- Born: May 8, 1982 (age 43) Helsinki
- Occupations: Plus-size model and singer
- Website: Ninja Sarasalo official site

= Ninja Sarasalo =

Finnish model and singer

Ninja Bettina Elisabeth Sarasalo (born May 8, 1982) is a Finnish plus-size model and singer.

Sarasalo was born in Helsinki. She has worked for Jean-Paul Gaultier and Garnier and her photos have been published in magazines like ELLE, Vogue and GQ. Sarasalo has also walked on catwalks in Milan, New York City, Paris and Tokyo. She featured in the music video for "Right Here in My Arms" by the Finnish band HIM in 1999. She is known for her distinct facial features, which she says she inherited from her grandmother, who was of Russian and Swedish ancestry.

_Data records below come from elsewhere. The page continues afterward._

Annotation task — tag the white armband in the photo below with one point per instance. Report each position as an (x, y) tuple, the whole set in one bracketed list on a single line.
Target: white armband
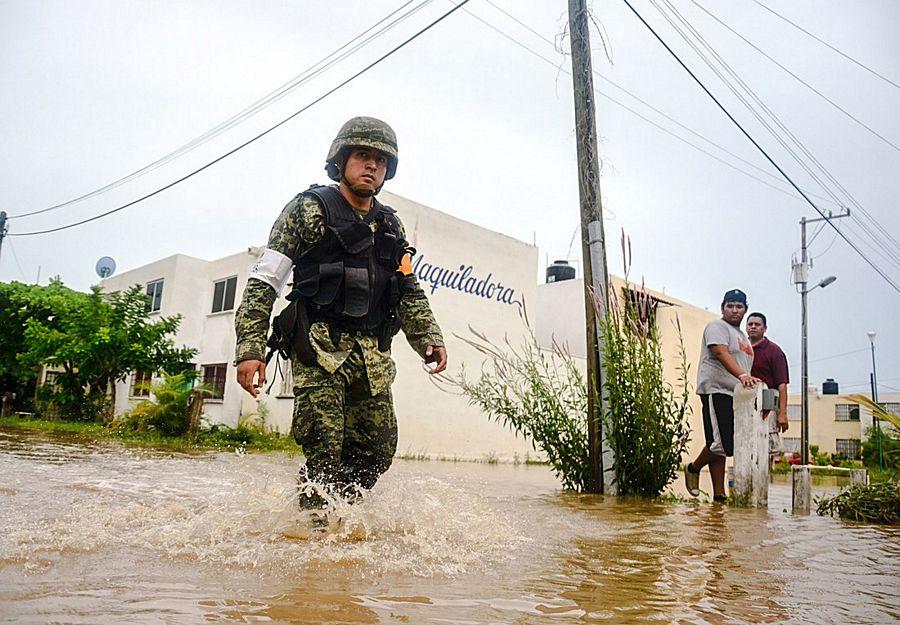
[(273, 268)]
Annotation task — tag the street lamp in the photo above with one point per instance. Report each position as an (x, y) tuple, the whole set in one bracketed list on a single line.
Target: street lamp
[(875, 419), (804, 392)]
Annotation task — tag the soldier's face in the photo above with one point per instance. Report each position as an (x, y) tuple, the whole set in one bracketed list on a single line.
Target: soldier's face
[(365, 170)]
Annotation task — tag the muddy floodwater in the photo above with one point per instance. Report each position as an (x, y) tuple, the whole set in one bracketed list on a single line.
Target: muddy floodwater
[(102, 533)]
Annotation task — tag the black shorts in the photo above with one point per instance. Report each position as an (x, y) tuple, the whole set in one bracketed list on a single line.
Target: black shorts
[(723, 413)]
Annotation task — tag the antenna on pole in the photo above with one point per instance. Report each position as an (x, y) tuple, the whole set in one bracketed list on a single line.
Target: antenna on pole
[(105, 267)]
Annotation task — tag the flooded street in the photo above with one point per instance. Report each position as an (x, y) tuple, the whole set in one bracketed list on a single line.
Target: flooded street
[(107, 534)]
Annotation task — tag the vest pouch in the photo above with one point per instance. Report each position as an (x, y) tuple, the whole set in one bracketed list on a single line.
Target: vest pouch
[(356, 291), (386, 248), (330, 276), (306, 283), (354, 237)]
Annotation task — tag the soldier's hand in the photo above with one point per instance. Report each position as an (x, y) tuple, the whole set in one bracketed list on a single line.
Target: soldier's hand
[(247, 370), (782, 422), (437, 355)]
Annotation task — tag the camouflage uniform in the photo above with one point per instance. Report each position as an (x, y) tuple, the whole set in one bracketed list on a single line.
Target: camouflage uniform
[(343, 411)]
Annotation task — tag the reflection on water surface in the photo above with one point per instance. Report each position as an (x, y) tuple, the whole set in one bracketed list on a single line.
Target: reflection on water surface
[(104, 534)]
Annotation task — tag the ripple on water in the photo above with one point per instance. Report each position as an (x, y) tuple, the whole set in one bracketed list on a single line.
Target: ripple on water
[(420, 525)]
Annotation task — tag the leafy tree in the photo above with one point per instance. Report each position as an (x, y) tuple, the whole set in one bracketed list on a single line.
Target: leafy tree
[(97, 340)]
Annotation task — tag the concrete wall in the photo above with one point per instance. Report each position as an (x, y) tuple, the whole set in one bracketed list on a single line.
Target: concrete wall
[(475, 278), (560, 317), (824, 428)]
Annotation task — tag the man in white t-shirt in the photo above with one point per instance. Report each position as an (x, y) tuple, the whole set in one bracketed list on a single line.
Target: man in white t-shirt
[(726, 357)]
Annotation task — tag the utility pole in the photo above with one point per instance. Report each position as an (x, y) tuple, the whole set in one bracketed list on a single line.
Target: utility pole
[(593, 248), (801, 276), (2, 228)]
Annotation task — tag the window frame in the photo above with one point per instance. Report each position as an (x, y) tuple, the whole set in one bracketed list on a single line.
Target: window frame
[(225, 282), (140, 377), (216, 383), (855, 448), (156, 298), (852, 409)]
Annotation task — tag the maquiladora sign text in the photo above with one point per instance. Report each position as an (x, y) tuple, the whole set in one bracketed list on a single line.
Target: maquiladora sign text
[(462, 280)]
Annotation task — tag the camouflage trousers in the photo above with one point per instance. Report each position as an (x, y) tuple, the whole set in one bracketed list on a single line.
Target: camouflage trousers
[(348, 436)]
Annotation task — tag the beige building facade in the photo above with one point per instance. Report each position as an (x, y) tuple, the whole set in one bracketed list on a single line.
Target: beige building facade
[(837, 423), (476, 279)]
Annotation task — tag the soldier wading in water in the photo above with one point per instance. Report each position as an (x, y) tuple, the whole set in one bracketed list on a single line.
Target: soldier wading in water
[(353, 289)]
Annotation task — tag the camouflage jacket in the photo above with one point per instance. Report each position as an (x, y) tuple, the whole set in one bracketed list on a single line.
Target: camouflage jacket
[(299, 227)]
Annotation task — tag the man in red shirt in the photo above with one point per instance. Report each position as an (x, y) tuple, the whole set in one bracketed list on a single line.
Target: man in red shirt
[(769, 364)]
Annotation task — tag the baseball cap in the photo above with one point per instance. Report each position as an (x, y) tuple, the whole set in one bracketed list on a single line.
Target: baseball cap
[(734, 295)]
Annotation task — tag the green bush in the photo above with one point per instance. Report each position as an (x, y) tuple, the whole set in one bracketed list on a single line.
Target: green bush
[(166, 413), (872, 503), (645, 418), (540, 394)]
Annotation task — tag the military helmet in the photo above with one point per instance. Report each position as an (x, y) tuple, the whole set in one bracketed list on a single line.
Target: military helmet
[(362, 131)]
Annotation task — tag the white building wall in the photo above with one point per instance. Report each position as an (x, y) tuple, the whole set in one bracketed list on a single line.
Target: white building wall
[(474, 262)]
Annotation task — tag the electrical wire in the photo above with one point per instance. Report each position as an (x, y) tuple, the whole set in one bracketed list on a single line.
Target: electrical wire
[(642, 101), (255, 138), (797, 78), (855, 351), (828, 45), (16, 258), (634, 112), (877, 269), (314, 70), (885, 249)]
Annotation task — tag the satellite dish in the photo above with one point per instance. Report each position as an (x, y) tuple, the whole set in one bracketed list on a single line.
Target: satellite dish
[(106, 266)]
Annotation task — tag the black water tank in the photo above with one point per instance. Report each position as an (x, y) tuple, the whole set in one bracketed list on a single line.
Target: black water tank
[(560, 270)]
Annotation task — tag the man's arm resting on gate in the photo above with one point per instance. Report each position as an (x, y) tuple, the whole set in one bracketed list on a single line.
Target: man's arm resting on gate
[(722, 355), (782, 407)]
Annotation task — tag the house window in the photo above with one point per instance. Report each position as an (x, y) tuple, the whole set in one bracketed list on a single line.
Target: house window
[(847, 448), (51, 381), (846, 412), (154, 295), (214, 378), (223, 294), (140, 384)]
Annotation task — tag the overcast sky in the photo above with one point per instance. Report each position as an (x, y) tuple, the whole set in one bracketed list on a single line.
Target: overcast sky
[(93, 91)]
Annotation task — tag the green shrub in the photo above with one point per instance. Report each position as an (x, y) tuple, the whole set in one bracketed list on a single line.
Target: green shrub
[(872, 503), (645, 419), (540, 394), (166, 413)]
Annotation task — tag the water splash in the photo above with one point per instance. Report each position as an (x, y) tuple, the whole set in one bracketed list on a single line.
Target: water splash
[(411, 524)]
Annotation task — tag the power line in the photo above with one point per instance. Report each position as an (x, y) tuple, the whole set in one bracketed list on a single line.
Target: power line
[(642, 101), (855, 351), (882, 248), (16, 258), (255, 138), (761, 149), (632, 111), (828, 45), (308, 74), (800, 80), (886, 249)]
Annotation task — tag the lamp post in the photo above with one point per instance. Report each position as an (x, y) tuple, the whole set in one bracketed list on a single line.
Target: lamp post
[(877, 422), (804, 392)]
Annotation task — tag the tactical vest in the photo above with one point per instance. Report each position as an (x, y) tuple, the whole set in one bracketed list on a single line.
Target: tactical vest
[(349, 278)]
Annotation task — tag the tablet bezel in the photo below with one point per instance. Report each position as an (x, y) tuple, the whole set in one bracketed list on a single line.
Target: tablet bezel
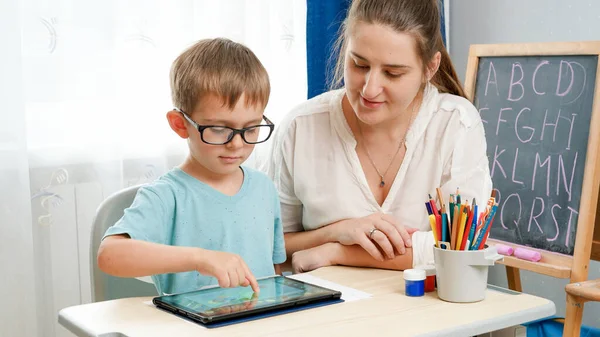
[(207, 319)]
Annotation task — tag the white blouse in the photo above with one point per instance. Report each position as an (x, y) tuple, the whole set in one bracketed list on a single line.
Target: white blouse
[(315, 167)]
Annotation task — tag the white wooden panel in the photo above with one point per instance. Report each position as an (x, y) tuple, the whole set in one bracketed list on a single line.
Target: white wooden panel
[(64, 253), (88, 197)]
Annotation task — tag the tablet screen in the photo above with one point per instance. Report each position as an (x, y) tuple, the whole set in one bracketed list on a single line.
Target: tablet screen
[(222, 301)]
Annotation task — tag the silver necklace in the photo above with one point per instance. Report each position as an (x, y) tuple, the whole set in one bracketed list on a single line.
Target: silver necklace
[(381, 176)]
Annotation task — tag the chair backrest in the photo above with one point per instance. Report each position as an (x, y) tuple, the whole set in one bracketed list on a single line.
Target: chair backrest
[(104, 286)]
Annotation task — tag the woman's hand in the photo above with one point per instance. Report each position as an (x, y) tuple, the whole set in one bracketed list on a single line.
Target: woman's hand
[(375, 233)]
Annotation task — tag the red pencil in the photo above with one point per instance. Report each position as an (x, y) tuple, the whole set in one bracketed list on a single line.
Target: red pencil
[(467, 229)]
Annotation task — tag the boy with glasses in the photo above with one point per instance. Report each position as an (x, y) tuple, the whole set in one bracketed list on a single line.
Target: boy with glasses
[(209, 220)]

In 2006, Ninja Sarasalo released her first music single, Fashion, with the stage name Ninja. The single was at number one in Finnish single chart in week 11, 2006. Ninja's first album I Don't Play Guitar was released in January 2007.

Even though her first single "Hush Hush" was released in 2006/2007, in September 2007, the song was number #15 in the Swedish album charts. In late 2007 she started promoting "Hush Hush" in Sweden.

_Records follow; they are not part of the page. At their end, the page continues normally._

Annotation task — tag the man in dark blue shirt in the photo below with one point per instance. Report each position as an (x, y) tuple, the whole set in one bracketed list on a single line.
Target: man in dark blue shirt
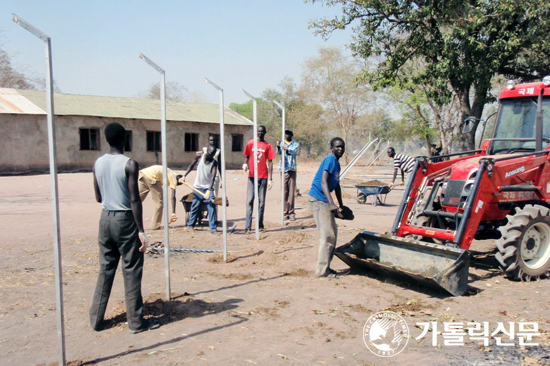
[(327, 179)]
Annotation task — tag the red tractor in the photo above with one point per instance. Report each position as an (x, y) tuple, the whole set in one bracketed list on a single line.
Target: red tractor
[(501, 191)]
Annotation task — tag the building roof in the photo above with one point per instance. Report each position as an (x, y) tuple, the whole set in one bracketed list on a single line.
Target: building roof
[(14, 101)]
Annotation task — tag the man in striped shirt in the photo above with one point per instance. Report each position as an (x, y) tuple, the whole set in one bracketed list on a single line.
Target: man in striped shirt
[(400, 161)]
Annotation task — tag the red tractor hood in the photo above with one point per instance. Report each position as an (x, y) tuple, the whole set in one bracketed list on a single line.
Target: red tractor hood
[(462, 170)]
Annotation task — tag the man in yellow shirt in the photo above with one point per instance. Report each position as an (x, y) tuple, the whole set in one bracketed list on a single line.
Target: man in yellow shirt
[(150, 180)]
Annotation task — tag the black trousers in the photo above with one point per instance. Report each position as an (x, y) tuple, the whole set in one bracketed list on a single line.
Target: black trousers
[(118, 238)]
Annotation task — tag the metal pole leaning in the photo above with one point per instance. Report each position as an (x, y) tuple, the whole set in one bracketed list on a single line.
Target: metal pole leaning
[(356, 159), (283, 162), (372, 156), (164, 169), (256, 194), (222, 158), (52, 151)]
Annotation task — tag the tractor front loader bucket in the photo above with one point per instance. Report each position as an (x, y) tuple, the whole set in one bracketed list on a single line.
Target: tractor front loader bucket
[(437, 266)]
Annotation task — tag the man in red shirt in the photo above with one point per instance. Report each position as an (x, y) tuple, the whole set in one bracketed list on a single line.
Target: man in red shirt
[(266, 154)]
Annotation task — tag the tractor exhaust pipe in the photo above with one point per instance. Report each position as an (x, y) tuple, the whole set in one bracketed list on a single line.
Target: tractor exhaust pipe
[(436, 266)]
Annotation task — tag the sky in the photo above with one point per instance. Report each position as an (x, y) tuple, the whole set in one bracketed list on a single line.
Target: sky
[(238, 44)]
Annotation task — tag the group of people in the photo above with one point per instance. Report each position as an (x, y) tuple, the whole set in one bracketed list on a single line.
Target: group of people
[(120, 186)]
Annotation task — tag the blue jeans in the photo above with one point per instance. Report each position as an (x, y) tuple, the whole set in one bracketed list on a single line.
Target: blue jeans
[(195, 206), (262, 190)]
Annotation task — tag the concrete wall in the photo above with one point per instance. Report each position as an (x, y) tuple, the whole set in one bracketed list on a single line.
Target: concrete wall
[(24, 142)]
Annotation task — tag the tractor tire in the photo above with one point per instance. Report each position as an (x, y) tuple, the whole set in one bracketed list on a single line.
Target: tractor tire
[(524, 247)]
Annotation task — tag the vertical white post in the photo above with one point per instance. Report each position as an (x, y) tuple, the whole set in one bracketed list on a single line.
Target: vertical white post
[(283, 162), (222, 154), (52, 152), (256, 194), (165, 196)]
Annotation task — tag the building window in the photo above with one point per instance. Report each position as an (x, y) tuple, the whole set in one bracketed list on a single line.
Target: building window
[(191, 142), (236, 142), (129, 143), (89, 139), (153, 141), (216, 137)]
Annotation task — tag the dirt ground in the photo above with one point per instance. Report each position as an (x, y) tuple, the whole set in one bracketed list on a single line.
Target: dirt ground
[(263, 307)]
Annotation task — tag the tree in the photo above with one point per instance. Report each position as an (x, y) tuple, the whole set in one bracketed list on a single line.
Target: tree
[(329, 79), (462, 43)]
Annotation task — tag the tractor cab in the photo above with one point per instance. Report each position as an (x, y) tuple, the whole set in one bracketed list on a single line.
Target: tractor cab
[(515, 130)]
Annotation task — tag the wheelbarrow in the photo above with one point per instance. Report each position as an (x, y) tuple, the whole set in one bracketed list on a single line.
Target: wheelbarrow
[(379, 193), (187, 200)]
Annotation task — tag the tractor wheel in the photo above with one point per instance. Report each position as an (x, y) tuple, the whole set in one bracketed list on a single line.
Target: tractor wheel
[(524, 247)]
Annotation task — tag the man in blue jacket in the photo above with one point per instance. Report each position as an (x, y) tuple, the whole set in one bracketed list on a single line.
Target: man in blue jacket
[(327, 179), (288, 150)]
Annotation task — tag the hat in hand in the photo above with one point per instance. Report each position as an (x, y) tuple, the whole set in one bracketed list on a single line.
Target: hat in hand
[(344, 213)]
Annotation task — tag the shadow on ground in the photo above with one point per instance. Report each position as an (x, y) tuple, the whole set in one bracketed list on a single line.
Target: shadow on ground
[(175, 310)]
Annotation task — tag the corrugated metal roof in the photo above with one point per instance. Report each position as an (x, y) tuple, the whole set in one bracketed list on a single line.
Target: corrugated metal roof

In February 2008 Ninja participated in Finnish semifinal for representing the country in Eurovision Song Contest 2008 with the song Battlefield of Love but it did not make it into the finals.

==Discography==
===Albums===
- "I don't play Guitar" (2007)

===Singles===

- "Fashion" (2006 - FIN #1)
- "Hush Hush" (2006/2007 - SWE #11)
- "Champagne" (2007 - FIN #11)

She also appeared in a music-video, Right Here in My Arms, by HIM.